To put it in the simplest terms, Mandy is gorgeous. From the neon lighting, to the over abundance of wonderfully filmed close up emotional shots, to the terrific final shot of the film that expands on the world that Cage’s Red lives in. The fire effects, the beautifully shot and crafted weapons, along with expansive sets were all eye opening. They reminded the viewer of the wonders of a film from the ‘80s while creating a unique modern tone on top of it all. The religious themes on top of everything else made an even bigger impact. More so than that of such a film as the religious based horror Red State from Kevin Smith (I just had to bring that into this conversation because it was lodged in my head). I can’t name a single set that is poorly crafted, even the little things like the bedroom where Red and Mandy sleep is mysterious and bewildering. There was no clear obvious set designs within, and the ones that went truly out there with the design really won me over. Namely, the church scene at the film’s conclusion had me verbally remarking on how amazing it all looked. It’s a truly incredible looking film that at first seems a little pretentious, only to settle into its own strange qualities and really go a different way than you would expect it to progress.
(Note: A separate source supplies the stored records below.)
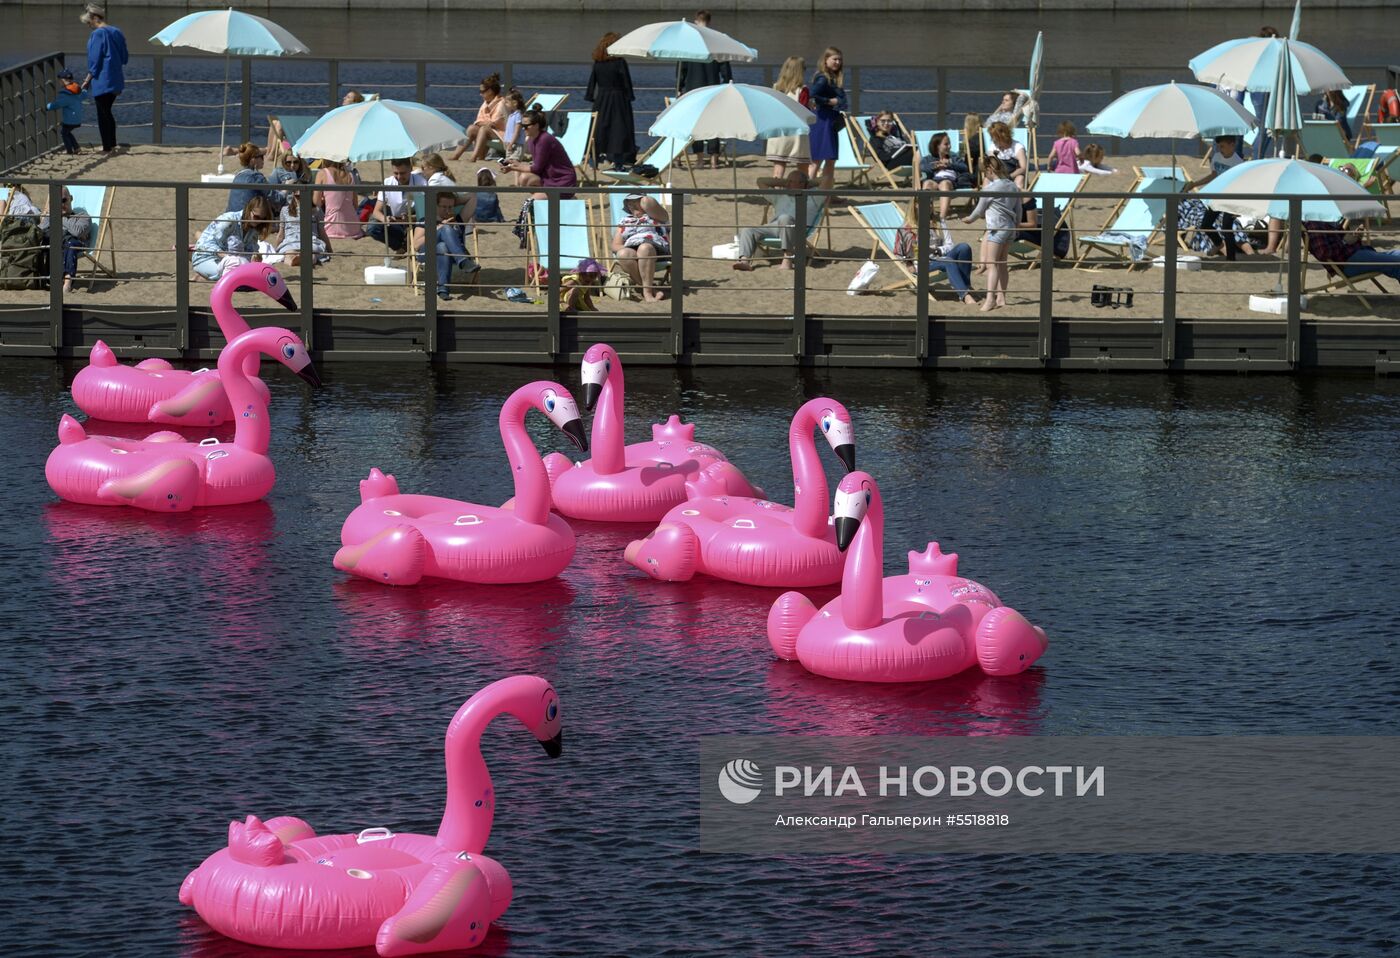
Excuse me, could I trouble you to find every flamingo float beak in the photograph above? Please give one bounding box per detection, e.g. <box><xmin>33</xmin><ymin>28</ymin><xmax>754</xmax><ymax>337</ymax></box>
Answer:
<box><xmin>277</xmin><ymin>290</ymin><xmax>298</xmax><ymax>311</ymax></box>
<box><xmin>296</xmin><ymin>363</ymin><xmax>322</xmax><ymax>388</ymax></box>
<box><xmin>834</xmin><ymin>443</ymin><xmax>856</xmax><ymax>472</ymax></box>
<box><xmin>561</xmin><ymin>418</ymin><xmax>588</xmax><ymax>452</ymax></box>
<box><xmin>540</xmin><ymin>730</ymin><xmax>563</xmax><ymax>758</ymax></box>
<box><xmin>835</xmin><ymin>516</ymin><xmax>860</xmax><ymax>552</ymax></box>
<box><xmin>583</xmin><ymin>381</ymin><xmax>602</xmax><ymax>412</ymax></box>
Impressive is not even close to how I feel about the final product that is Mandy. Why doesn’t this review explore more details? Why’s it so repetitive? Because there’s not a reason to ramble on and on about the small things that will bewilder and stun. Go out and see it. It’s a film that I promise you won’t forget and as a Nic Cage fan I was highly satisfied. While it will not make general audiences love the entire picture, there’s certainly moments that even haters of the full runtime can get behind and think “wow, I’m glad I saw that.” Or, at the very least you’ll fade to black having a single thought coursing through your mind: “What the F**k Did I Just Watch?!”